Souss-Massa (; ) is one of the twelve regions of Morocco. It covers an area of 51,642 km² and had a population of 2,676,847 as of the 2014 Moroccan census. The capital of the region is Agadir.

Geography
Souss-Massa borders the regions of Marrakesh-Safi to the north, Drâa-Tafilalet to the northeast and Guelmim-Oued Noun to the southwest. To the southeast is Algeria's Tindouf Province. The region faces the Atlantic Ocean on its western side: much of the coast is protected by Souss-Massa National Park.

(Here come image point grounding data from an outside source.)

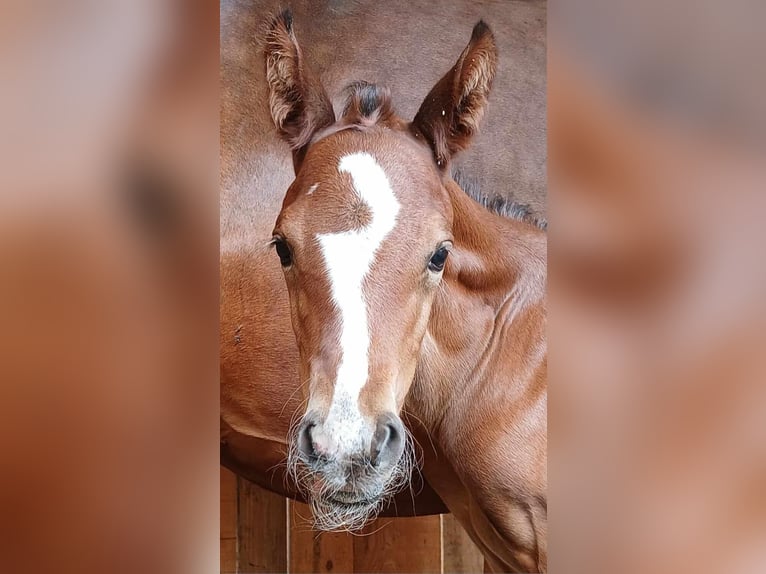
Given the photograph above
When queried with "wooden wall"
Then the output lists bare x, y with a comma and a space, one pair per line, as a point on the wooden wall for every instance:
264, 532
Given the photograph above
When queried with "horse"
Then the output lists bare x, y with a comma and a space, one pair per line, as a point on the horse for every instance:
259, 358
409, 299
259, 365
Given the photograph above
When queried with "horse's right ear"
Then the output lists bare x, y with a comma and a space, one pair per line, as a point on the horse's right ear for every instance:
299, 104
449, 116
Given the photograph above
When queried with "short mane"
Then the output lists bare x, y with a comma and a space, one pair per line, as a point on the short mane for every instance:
498, 204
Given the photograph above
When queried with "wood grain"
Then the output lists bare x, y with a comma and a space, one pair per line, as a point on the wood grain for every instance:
262, 532
228, 522
312, 551
460, 553
404, 545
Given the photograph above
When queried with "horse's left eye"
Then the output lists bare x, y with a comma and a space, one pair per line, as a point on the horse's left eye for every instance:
436, 264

The interior of the region is dominated by the Anti-Atlas mountain range, while the Sous River runs across the northern part of the region, in the valley between the Anti-Atlas and the High Atlas. The capital Agadir is located at the mouth of the Sous. Toubkal National Park extends into the northeastern corner of the region.

History
Souss-Massa was formed in September 2015 by merging Tata Province, formerly part of Guelmim-Es Semara region, with five provinces of the former Souss-Massa-Drâa region.

Government
 of the RNI was elected as the regional council's first president on 14 September 2015. He had previously headed the Souss-Massa-Drâa regional council. Zineb El Adaoui was appointed governor (wali) of the region on 13 October 2015. He was succeeded by Ahmed Hajji in 2017.

Subdivisions

Souss-Massa comprises two prefectures and four provinces:
Agadir-Ida Ou Tanane Prefecture
Chtouka-Aït Baha Province
Inezgane-Aït Melloul Prefecture
Taroudannt Province
Tata Province
Tiznit Province

Economy
Agriculture is a major economic activity in the Sous and Massa river basins located in the northwestern part of the region. Industries related to the processing of agricultural and seafood products are also concentrated in the same area. Agadir is an important fishing and tourist port. Tiznit is known for its traditional silverwork.

Infrastructure
The A7 motorway connects Agadir with Marrakesh and Casablanca. The major north–south road through the region is the N1, while the N10 runs east–west in the Sous River valley, connecting Agadir to Taroudannt and Ouarzazate. Agadir is a major port city in Morocco and also has an international airport.